LA REPARATION INDIVIDUELLE ET COLLECTIVE DANS L’AFFAIRE GERMAIN KATANGA REJOUIT SES VICTIMES MAIS RISQUE D’ATTRISTER CELLES DE THOMAS LUBANGA

La Ligue pour la Paix et les Droits de l’Homme et la Justice (LIPADHOJ) salue la décision de la réparation individuelle et collective de la Chambre de première instance II en faveur des victimes des crimes internationaux dans l’affaire le Procureur contre Germain KATANGA de ce 24 mars 2017.

Elle se réjouit aussi du fait que les charges qui n’avaient pas été prises en compte dans cette affaire bénéficieraient d’une assistance sociale de Fonds au profit des victimes, ainsi entre autre les victimes des violences à caractère sexuel et les enfants associés aux groupes armés peuvent en bénéficier.
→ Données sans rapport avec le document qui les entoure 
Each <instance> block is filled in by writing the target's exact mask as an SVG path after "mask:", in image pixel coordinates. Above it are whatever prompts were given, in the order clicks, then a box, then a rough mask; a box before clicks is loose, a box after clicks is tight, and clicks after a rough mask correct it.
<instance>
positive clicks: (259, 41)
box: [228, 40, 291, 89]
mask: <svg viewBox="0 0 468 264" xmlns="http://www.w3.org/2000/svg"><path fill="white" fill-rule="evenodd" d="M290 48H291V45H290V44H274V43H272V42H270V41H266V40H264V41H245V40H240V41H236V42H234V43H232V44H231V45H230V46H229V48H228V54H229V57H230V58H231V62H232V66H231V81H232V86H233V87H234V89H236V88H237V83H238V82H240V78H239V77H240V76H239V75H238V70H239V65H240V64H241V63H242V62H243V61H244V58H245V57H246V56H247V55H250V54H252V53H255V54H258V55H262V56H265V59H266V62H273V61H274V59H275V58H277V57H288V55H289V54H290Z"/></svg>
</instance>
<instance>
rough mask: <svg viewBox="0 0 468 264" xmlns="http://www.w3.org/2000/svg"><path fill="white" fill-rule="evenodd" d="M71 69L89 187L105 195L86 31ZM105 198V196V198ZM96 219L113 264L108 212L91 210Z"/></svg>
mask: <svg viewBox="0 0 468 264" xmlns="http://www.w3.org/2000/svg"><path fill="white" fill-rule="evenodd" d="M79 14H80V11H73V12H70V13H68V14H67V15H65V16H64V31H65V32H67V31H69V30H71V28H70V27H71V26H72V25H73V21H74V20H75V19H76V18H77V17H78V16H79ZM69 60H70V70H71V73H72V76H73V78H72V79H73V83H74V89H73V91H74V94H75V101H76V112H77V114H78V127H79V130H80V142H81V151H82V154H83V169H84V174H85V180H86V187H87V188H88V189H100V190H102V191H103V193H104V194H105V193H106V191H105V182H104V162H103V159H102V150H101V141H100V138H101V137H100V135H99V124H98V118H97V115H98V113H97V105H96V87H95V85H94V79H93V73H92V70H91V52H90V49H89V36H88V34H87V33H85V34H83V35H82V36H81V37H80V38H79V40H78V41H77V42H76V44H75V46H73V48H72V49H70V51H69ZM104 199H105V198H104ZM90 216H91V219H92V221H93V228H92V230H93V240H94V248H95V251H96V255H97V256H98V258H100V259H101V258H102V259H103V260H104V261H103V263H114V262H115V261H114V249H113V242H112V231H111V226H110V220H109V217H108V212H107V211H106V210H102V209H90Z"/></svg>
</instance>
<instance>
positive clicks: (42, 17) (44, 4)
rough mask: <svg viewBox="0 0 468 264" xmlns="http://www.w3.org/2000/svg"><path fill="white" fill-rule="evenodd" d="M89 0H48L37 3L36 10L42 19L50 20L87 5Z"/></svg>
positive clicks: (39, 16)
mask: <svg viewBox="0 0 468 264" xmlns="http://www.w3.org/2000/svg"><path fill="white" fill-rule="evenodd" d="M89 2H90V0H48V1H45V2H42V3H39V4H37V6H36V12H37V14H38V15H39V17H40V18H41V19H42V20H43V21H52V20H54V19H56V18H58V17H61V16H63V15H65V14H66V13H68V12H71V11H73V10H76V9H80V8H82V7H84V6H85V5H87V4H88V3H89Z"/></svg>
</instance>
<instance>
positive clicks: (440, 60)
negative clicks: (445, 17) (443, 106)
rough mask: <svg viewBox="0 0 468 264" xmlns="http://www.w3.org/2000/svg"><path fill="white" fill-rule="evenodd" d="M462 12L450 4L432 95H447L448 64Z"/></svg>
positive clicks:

La LIPADHOJ note avec satisfaction que ces milliers des victimes soient réparées après au moins une décennie de déception de longue attente, ce qui a occasionné des sérieux problèmes de santé physique et mentale chez certaines, entrainant chez d’autres la mort faute d’une bonne prise en charge médicale.

Au-delà de tout, notre organisation exprime la crainte de voir des frustrations grandir dans le chef des victimes de Thomas Lubanga qui elles, nonobstant leur choix pour la réparation individuelle, il leur a été décidé la réparation collective. Certes, cette première décision de la réparation individuelle de la Cour Pénale Internationale soit bien accueillie à sa juste valeur par les victimes concernées mais, peut si on n’y fait pas attention, retarder le processus de la réconciliation par le mécontentement qu’elle peut créer dans l’autre camp.

« L’affaire Germain Katanga étant de la situation de la RD Congo, j’exhorte les autorités congolaises nationales et locales à tirer leur épingle de jeu par leur apport significatif dans l’exécution, facilitation et concrétisation de réparation des victimes et surtout dans le développement de l’environnement des communautés affectées concernées. Elles doivent mettre en œuvre des projets ralentissant ou mettant fin à la pauvreté misérable qui a atteint son paroxysme actuellement, déclare Eloi URWODHI, Coordonnateur de la LIPADHOJ ».

« Pour maintenir une cohésion sociale et apaisée, les victimes qui se sont vues octroyées la réparation collective, j’exhorte en faveur de ces dernières la réparation collective qui prend en considération les intérêts individuels, ajoute Serge NGABU, Directeur des Affaires Juridiques de la LIPADHOJ ».